Some of the world's greatest leaders are 'brilliant jerks'
As Eric Lander —the renowned biologist and geneticist who served as the president’s science advisor and director of the Office of Science and Technology Policy (OSTP)— announced his resignation this week, amid reports of his "bullying" behavior toward employees.
An analysis written by The Bulwark's David Shaywitz shed light on the circumstances surrounding Lander's debacle as he explained the downside to brilliance. An investigation conducted by Politico "found evidence of 'bullying' behavior by Lander, as well as 'credible evidence of instances of multiple women having complained to other staff about negative interactions with Dr. Lander.'”
Lander addressed the reports in his resignation letter writing, “I am devastated that I caused hurt to past and present colleagues by the way in which I have spoken to them."
He also added:
I have sought to push myself and my colleagues to reach our shared goals—including at times challenging and criticizing. But it is clear that things I said, and the way I said them, crossed the line at times into being disrespectful and demeaning, to both men and women.
According to Shaywitz, leaders like Lander underscore a major character flaw that tends to come with brilliance.
"We don’t have to look far to find leaders with distasteful traits—“brilliant jerks” they’ve been called—who have transformed their businesses: Elon Musk comes to mind," Shaywitz wrote, adding, "Travis Kalanick, the founder of Uber. Anna Wintour of Vogue, the inspiration for The Devil Wears Prada. Many other examples, both contemporary and historical, suggest themselves."
He also touched on the mental trends often associated with people in positions of power. "In practice, power is often obtained through behavior that tends to be narcissistic, disingenuous, manipulative," he wrote. "Pfeffer cites Robert Caro’s rich biographies of Lyndon Johnson and Robert Moses, transformative leaders who rose to power through the ruthless exercise of deplorable behavior."

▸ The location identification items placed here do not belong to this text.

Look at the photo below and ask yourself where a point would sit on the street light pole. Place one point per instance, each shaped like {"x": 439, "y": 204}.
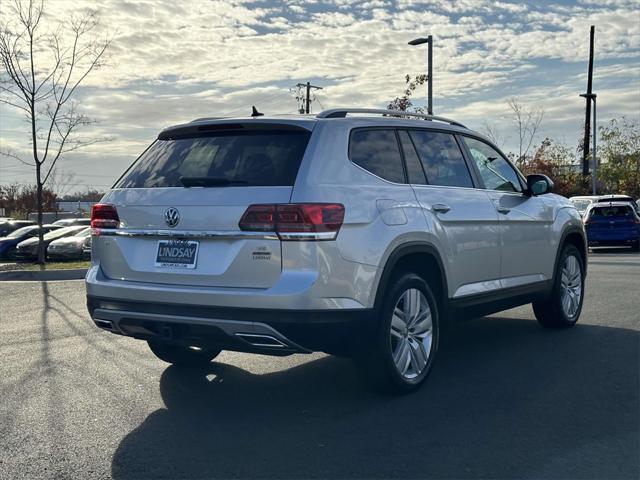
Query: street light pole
{"x": 595, "y": 158}
{"x": 429, "y": 41}
{"x": 591, "y": 97}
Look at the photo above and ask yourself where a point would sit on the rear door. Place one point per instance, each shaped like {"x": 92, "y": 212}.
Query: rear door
{"x": 180, "y": 204}
{"x": 461, "y": 213}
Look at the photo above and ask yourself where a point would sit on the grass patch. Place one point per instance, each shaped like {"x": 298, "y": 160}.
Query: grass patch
{"x": 46, "y": 266}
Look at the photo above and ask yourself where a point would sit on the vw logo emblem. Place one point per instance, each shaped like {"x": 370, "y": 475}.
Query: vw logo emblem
{"x": 172, "y": 217}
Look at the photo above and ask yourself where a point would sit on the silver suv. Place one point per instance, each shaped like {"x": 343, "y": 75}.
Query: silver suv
{"x": 349, "y": 234}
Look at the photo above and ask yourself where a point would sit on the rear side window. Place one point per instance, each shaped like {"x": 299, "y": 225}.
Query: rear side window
{"x": 377, "y": 151}
{"x": 260, "y": 157}
{"x": 611, "y": 212}
{"x": 414, "y": 168}
{"x": 441, "y": 159}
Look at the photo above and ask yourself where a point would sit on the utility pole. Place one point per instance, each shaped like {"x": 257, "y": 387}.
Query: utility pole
{"x": 588, "y": 97}
{"x": 307, "y": 97}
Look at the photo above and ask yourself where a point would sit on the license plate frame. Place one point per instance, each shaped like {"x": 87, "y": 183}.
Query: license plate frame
{"x": 177, "y": 253}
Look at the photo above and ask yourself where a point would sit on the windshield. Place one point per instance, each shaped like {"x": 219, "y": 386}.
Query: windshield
{"x": 581, "y": 204}
{"x": 21, "y": 231}
{"x": 237, "y": 158}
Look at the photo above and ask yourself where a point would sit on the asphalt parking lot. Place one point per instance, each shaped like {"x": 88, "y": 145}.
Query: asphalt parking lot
{"x": 507, "y": 399}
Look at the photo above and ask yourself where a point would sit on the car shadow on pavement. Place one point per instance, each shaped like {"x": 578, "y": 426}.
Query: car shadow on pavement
{"x": 506, "y": 399}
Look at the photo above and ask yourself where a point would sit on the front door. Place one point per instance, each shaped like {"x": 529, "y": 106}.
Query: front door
{"x": 525, "y": 220}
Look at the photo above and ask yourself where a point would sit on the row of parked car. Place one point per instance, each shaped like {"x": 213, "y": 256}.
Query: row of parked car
{"x": 610, "y": 220}
{"x": 67, "y": 239}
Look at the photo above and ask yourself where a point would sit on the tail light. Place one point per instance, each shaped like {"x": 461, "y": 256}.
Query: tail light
{"x": 295, "y": 221}
{"x": 104, "y": 215}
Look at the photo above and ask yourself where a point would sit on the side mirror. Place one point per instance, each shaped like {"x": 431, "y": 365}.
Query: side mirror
{"x": 538, "y": 184}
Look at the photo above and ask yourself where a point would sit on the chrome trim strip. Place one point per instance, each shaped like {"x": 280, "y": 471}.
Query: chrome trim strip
{"x": 222, "y": 234}
{"x": 308, "y": 236}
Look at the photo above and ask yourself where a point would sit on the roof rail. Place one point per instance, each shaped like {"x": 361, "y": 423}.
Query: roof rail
{"x": 342, "y": 112}
{"x": 204, "y": 119}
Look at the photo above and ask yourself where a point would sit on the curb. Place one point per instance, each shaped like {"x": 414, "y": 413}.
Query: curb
{"x": 44, "y": 275}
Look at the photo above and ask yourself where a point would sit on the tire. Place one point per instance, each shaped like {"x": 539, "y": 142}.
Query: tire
{"x": 561, "y": 309}
{"x": 182, "y": 356}
{"x": 399, "y": 355}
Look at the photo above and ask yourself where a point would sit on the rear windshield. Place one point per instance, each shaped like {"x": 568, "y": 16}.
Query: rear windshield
{"x": 611, "y": 212}
{"x": 259, "y": 157}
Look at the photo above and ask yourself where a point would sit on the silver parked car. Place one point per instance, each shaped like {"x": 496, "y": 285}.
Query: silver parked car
{"x": 359, "y": 235}
{"x": 70, "y": 248}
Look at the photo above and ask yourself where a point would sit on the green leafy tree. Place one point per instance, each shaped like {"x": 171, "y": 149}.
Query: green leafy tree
{"x": 619, "y": 155}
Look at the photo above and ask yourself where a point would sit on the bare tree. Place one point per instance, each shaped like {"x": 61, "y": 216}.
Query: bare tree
{"x": 528, "y": 121}
{"x": 404, "y": 102}
{"x": 493, "y": 133}
{"x": 40, "y": 71}
{"x": 60, "y": 182}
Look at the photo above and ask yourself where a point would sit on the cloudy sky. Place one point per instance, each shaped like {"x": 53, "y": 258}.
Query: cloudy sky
{"x": 171, "y": 61}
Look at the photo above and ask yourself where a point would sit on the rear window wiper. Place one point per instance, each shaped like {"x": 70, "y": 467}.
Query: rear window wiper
{"x": 209, "y": 182}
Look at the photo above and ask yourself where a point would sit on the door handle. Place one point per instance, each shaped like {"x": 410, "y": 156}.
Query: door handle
{"x": 440, "y": 207}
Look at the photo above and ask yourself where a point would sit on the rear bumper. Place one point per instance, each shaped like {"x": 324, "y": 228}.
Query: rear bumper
{"x": 266, "y": 331}
{"x": 616, "y": 242}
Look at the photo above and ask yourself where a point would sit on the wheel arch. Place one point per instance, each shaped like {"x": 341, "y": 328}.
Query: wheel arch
{"x": 417, "y": 257}
{"x": 575, "y": 236}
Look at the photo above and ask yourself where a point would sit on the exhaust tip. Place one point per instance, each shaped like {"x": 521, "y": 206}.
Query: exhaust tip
{"x": 105, "y": 324}
{"x": 261, "y": 340}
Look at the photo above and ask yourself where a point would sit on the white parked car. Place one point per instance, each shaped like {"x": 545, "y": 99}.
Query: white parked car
{"x": 348, "y": 234}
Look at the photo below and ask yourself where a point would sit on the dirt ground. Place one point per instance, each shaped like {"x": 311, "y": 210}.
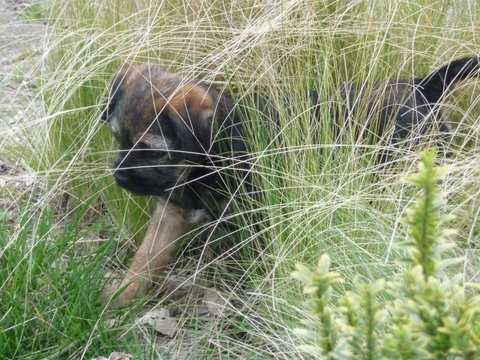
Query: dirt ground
{"x": 21, "y": 46}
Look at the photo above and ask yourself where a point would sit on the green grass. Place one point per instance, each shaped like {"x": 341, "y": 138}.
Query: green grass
{"x": 313, "y": 195}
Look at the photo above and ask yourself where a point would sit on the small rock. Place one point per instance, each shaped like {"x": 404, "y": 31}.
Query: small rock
{"x": 161, "y": 321}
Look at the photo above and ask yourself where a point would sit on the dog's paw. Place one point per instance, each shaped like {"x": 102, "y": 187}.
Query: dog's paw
{"x": 121, "y": 294}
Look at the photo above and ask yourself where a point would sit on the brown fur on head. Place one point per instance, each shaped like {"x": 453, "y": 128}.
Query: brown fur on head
{"x": 171, "y": 130}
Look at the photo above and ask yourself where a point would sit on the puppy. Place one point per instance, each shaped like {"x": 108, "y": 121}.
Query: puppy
{"x": 179, "y": 139}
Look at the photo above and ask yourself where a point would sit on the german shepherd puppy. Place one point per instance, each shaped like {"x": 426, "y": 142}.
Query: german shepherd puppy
{"x": 178, "y": 136}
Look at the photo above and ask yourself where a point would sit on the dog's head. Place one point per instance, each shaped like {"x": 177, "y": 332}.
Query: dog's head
{"x": 164, "y": 124}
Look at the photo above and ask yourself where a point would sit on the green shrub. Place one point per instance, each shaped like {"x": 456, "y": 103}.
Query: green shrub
{"x": 422, "y": 313}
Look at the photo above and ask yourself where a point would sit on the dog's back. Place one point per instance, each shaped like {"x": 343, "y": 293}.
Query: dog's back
{"x": 409, "y": 108}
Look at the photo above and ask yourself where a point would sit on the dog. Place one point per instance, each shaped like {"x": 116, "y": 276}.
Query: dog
{"x": 179, "y": 140}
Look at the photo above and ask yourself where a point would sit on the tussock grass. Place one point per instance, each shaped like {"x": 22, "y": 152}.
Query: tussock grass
{"x": 313, "y": 193}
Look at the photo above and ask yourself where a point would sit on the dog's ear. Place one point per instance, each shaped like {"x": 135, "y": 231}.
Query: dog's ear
{"x": 116, "y": 90}
{"x": 192, "y": 111}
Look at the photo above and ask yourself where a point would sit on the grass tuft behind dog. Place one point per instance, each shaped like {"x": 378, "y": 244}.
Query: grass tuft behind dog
{"x": 313, "y": 195}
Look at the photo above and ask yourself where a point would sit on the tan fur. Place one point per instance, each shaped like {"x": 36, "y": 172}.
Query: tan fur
{"x": 169, "y": 223}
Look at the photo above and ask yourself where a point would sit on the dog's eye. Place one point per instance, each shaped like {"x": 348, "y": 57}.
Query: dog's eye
{"x": 147, "y": 151}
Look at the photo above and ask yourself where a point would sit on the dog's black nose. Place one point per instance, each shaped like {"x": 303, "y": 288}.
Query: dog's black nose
{"x": 121, "y": 176}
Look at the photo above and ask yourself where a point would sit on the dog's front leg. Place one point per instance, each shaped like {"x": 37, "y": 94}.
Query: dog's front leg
{"x": 167, "y": 226}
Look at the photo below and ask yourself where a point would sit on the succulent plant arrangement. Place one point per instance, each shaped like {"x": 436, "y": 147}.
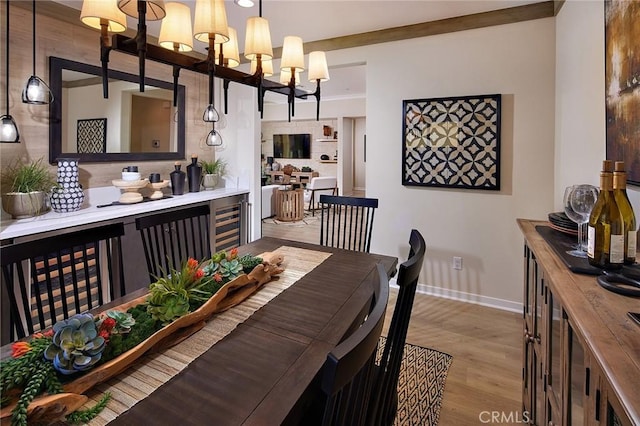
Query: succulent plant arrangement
{"x": 76, "y": 345}
{"x": 45, "y": 361}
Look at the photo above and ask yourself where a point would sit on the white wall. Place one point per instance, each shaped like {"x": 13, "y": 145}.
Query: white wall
{"x": 516, "y": 60}
{"x": 580, "y": 94}
{"x": 551, "y": 75}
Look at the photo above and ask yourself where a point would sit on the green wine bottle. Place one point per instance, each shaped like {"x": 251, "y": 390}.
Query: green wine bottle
{"x": 628, "y": 217}
{"x": 606, "y": 230}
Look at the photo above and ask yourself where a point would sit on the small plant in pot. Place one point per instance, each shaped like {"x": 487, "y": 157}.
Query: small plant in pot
{"x": 212, "y": 171}
{"x": 25, "y": 188}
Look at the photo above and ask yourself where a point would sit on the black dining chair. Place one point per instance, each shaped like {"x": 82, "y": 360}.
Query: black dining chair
{"x": 347, "y": 222}
{"x": 53, "y": 278}
{"x": 349, "y": 371}
{"x": 169, "y": 238}
{"x": 386, "y": 395}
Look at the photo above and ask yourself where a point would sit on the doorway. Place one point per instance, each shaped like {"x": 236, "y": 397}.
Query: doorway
{"x": 359, "y": 156}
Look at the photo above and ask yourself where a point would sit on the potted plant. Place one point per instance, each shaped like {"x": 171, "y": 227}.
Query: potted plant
{"x": 25, "y": 188}
{"x": 212, "y": 171}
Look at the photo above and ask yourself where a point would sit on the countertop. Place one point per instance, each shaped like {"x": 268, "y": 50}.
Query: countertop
{"x": 91, "y": 213}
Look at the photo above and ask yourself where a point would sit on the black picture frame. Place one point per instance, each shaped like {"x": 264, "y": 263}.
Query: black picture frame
{"x": 92, "y": 136}
{"x": 452, "y": 142}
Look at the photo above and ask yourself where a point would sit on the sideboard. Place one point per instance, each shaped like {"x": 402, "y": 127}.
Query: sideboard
{"x": 581, "y": 350}
{"x": 228, "y": 226}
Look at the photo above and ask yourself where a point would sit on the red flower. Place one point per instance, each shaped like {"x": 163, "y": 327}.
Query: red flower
{"x": 19, "y": 348}
{"x": 233, "y": 254}
{"x": 107, "y": 325}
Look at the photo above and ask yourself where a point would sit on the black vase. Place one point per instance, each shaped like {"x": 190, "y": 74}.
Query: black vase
{"x": 194, "y": 173}
{"x": 177, "y": 180}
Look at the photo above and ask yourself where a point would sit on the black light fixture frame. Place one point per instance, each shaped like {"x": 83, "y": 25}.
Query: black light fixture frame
{"x": 8, "y": 116}
{"x": 139, "y": 47}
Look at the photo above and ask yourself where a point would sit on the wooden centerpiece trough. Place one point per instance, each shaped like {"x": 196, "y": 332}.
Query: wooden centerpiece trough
{"x": 229, "y": 295}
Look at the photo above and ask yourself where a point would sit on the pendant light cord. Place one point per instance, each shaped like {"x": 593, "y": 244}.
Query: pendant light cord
{"x": 7, "y": 58}
{"x": 34, "y": 37}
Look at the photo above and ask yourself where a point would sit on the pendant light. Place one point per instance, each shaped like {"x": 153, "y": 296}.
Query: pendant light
{"x": 8, "y": 128}
{"x": 214, "y": 138}
{"x": 36, "y": 92}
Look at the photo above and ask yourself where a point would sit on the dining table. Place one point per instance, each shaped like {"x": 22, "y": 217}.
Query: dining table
{"x": 266, "y": 367}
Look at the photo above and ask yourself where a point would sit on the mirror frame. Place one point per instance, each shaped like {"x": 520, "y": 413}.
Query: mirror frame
{"x": 56, "y": 65}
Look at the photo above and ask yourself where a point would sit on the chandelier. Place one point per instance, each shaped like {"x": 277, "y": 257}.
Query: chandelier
{"x": 210, "y": 26}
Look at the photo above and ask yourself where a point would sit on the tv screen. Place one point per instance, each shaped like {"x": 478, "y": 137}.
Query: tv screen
{"x": 292, "y": 146}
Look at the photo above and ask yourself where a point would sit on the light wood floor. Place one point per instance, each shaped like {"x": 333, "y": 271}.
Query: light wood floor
{"x": 485, "y": 343}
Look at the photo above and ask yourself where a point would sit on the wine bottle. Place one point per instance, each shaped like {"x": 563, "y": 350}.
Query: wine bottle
{"x": 628, "y": 217}
{"x": 606, "y": 229}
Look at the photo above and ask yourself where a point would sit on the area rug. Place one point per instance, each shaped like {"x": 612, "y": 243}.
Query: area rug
{"x": 421, "y": 384}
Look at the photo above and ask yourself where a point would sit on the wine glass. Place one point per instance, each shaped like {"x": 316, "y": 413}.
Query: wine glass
{"x": 578, "y": 203}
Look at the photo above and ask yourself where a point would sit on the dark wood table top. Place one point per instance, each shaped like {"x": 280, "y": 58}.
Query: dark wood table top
{"x": 257, "y": 374}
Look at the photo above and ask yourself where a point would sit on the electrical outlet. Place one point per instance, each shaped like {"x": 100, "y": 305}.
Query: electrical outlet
{"x": 457, "y": 262}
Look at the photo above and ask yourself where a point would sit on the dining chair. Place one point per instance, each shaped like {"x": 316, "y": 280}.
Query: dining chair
{"x": 317, "y": 186}
{"x": 171, "y": 237}
{"x": 53, "y": 278}
{"x": 348, "y": 372}
{"x": 388, "y": 371}
{"x": 347, "y": 222}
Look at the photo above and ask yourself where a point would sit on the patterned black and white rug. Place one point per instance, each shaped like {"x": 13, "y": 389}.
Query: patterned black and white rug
{"x": 421, "y": 385}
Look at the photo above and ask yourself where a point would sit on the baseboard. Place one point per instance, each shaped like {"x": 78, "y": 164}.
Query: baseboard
{"x": 492, "y": 302}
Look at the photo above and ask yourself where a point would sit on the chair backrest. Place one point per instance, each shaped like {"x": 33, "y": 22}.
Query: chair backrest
{"x": 347, "y": 222}
{"x": 348, "y": 374}
{"x": 389, "y": 371}
{"x": 322, "y": 182}
{"x": 172, "y": 237}
{"x": 53, "y": 278}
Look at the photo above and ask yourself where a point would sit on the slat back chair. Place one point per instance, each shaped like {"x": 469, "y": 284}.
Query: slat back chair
{"x": 348, "y": 374}
{"x": 347, "y": 222}
{"x": 389, "y": 365}
{"x": 170, "y": 238}
{"x": 53, "y": 278}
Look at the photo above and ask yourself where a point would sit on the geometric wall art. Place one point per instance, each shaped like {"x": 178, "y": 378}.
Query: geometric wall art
{"x": 452, "y": 142}
{"x": 92, "y": 135}
{"x": 622, "y": 84}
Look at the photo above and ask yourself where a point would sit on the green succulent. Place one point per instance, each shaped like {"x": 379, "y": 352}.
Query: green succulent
{"x": 169, "y": 307}
{"x": 211, "y": 268}
{"x": 230, "y": 268}
{"x": 170, "y": 295}
{"x": 76, "y": 345}
{"x": 124, "y": 321}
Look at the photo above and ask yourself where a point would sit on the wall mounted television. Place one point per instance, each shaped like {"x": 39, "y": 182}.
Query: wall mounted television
{"x": 292, "y": 146}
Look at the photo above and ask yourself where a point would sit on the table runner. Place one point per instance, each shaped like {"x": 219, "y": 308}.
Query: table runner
{"x": 150, "y": 372}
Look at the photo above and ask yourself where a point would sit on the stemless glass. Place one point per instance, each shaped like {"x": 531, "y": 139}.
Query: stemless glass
{"x": 578, "y": 203}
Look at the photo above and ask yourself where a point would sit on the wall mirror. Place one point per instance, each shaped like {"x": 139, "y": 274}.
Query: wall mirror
{"x": 129, "y": 125}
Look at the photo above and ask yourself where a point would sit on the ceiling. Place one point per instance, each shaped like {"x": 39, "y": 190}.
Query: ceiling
{"x": 315, "y": 20}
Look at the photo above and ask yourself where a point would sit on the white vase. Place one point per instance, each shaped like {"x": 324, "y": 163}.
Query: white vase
{"x": 209, "y": 181}
{"x": 68, "y": 197}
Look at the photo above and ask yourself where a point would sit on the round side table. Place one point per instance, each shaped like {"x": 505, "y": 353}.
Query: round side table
{"x": 289, "y": 204}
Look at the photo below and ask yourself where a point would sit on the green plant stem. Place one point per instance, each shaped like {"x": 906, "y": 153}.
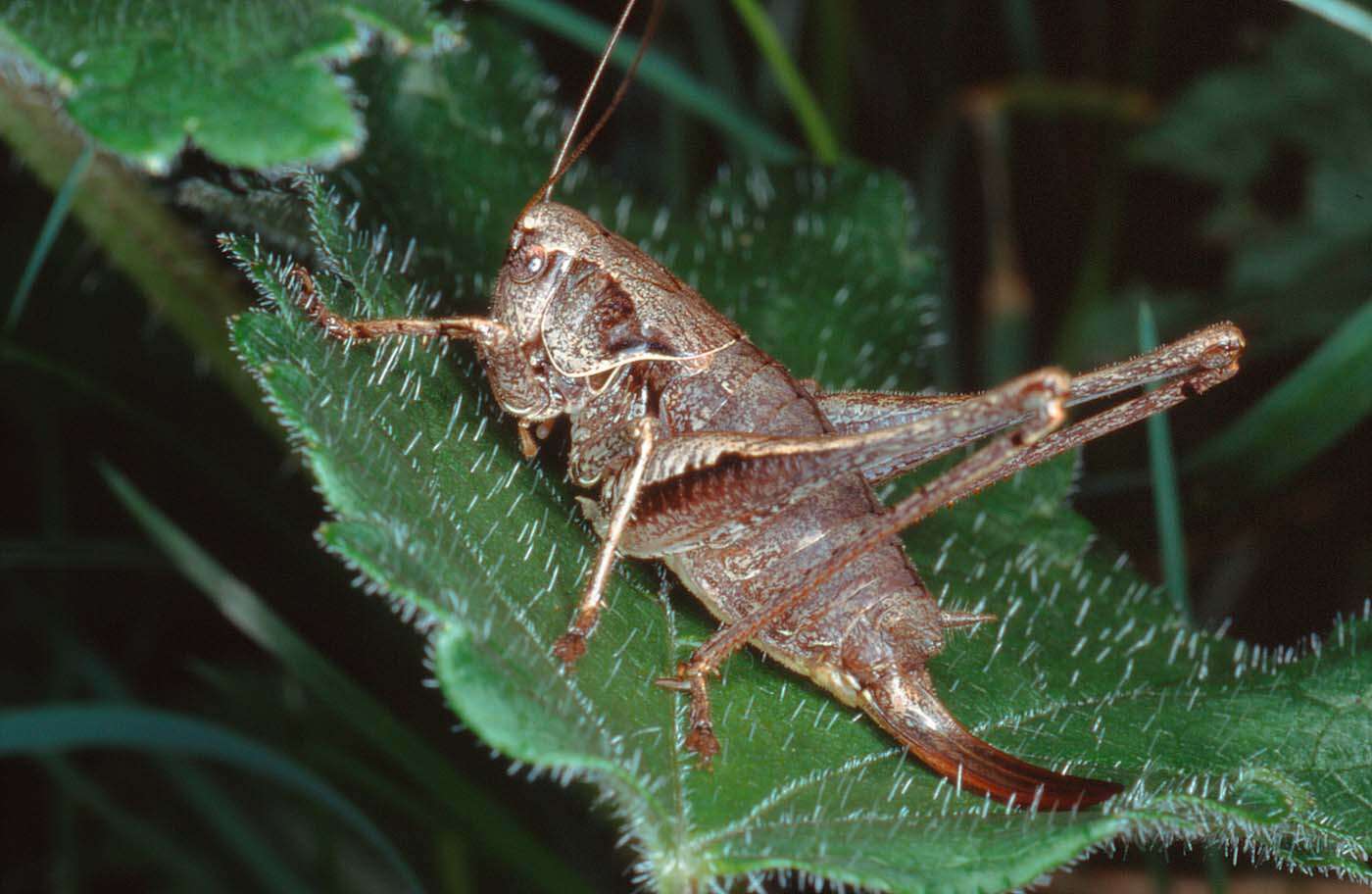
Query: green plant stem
{"x": 664, "y": 75}
{"x": 48, "y": 235}
{"x": 818, "y": 133}
{"x": 1166, "y": 497}
{"x": 165, "y": 849}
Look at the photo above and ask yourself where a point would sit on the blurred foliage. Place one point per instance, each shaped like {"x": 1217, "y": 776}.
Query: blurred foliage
{"x": 1245, "y": 199}
{"x": 249, "y": 79}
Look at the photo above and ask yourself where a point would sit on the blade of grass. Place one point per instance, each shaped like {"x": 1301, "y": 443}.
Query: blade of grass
{"x": 812, "y": 123}
{"x": 182, "y": 280}
{"x": 658, "y": 72}
{"x": 226, "y": 822}
{"x": 1347, "y": 16}
{"x": 1312, "y": 408}
{"x": 68, "y": 726}
{"x": 486, "y": 820}
{"x": 1166, "y": 497}
{"x": 48, "y": 235}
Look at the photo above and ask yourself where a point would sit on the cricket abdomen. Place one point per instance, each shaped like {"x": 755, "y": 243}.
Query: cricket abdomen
{"x": 868, "y": 630}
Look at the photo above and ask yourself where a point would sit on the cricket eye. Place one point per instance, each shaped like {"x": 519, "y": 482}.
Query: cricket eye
{"x": 527, "y": 264}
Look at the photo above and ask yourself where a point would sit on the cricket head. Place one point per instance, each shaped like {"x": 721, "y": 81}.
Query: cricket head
{"x": 579, "y": 304}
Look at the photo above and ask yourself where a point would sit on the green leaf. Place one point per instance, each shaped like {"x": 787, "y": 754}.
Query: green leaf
{"x": 1090, "y": 667}
{"x": 1302, "y": 102}
{"x": 246, "y": 79}
{"x": 497, "y": 831}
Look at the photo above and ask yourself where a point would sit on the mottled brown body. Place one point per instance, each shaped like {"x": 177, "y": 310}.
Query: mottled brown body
{"x": 755, "y": 488}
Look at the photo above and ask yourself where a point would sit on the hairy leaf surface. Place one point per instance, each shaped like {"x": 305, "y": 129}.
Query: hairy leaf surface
{"x": 1087, "y": 670}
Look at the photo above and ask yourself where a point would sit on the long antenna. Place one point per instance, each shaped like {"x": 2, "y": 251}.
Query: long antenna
{"x": 565, "y": 160}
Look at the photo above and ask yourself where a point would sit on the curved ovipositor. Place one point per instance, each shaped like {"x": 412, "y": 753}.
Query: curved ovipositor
{"x": 908, "y": 709}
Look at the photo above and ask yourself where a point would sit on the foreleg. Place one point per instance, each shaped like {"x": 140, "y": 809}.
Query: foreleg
{"x": 571, "y": 646}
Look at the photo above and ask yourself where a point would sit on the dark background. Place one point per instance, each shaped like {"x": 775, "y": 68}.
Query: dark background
{"x": 92, "y": 609}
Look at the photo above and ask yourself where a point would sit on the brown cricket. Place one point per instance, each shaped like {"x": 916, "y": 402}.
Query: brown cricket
{"x": 757, "y": 488}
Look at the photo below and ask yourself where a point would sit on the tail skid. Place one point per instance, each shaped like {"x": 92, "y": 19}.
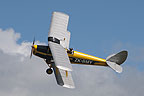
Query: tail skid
{"x": 114, "y": 61}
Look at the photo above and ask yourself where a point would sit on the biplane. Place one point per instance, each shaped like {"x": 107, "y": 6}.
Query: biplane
{"x": 59, "y": 56}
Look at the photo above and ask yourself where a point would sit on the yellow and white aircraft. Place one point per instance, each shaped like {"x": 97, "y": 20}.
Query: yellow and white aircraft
{"x": 59, "y": 56}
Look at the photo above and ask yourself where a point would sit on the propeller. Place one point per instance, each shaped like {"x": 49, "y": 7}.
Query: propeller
{"x": 32, "y": 48}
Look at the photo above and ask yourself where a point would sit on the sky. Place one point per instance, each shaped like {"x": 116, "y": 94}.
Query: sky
{"x": 98, "y": 27}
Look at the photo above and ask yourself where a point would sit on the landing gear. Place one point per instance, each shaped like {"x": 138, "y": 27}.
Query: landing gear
{"x": 49, "y": 71}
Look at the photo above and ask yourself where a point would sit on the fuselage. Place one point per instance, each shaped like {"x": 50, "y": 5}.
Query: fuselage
{"x": 75, "y": 57}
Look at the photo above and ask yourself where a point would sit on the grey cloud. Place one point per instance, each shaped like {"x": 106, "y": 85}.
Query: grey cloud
{"x": 20, "y": 76}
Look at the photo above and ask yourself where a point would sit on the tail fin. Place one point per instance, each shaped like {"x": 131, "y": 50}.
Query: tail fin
{"x": 114, "y": 61}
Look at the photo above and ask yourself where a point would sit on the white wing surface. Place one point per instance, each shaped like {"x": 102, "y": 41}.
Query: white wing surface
{"x": 63, "y": 77}
{"x": 60, "y": 56}
{"x": 58, "y": 28}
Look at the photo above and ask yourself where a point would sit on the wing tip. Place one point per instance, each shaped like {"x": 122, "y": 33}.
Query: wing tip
{"x": 69, "y": 86}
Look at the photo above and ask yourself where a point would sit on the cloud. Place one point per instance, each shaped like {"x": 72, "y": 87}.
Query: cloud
{"x": 28, "y": 78}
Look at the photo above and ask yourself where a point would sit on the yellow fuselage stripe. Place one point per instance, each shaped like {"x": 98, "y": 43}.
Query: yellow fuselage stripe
{"x": 86, "y": 56}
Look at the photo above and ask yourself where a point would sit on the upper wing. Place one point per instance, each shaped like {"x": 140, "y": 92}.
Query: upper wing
{"x": 58, "y": 28}
{"x": 63, "y": 77}
{"x": 60, "y": 56}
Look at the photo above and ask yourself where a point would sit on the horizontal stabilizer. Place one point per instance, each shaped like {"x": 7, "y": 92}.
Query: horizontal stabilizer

But despite the longstanding history associated with toxic leaders, many people are still hoping for effective change. Shaywitz noted that New York Times technology writer Shira Ovide has expressed similar concerns last year as she noted that it might be “impossible to separate the reckless carnival barker who deludes himself and others from the bold ideas that really are helping to change the world for the better.”
She added, "I hate thinking this. I want to believe that technologies can succeed without aiming to reprogram all of humanity and without the associated temptations to engage in fraud or abuse. I want the good Musk without the bad. I want the wonderful and empowering elements of social media without the genocide. But I just don’t know if we can separate the wonderful from the awful."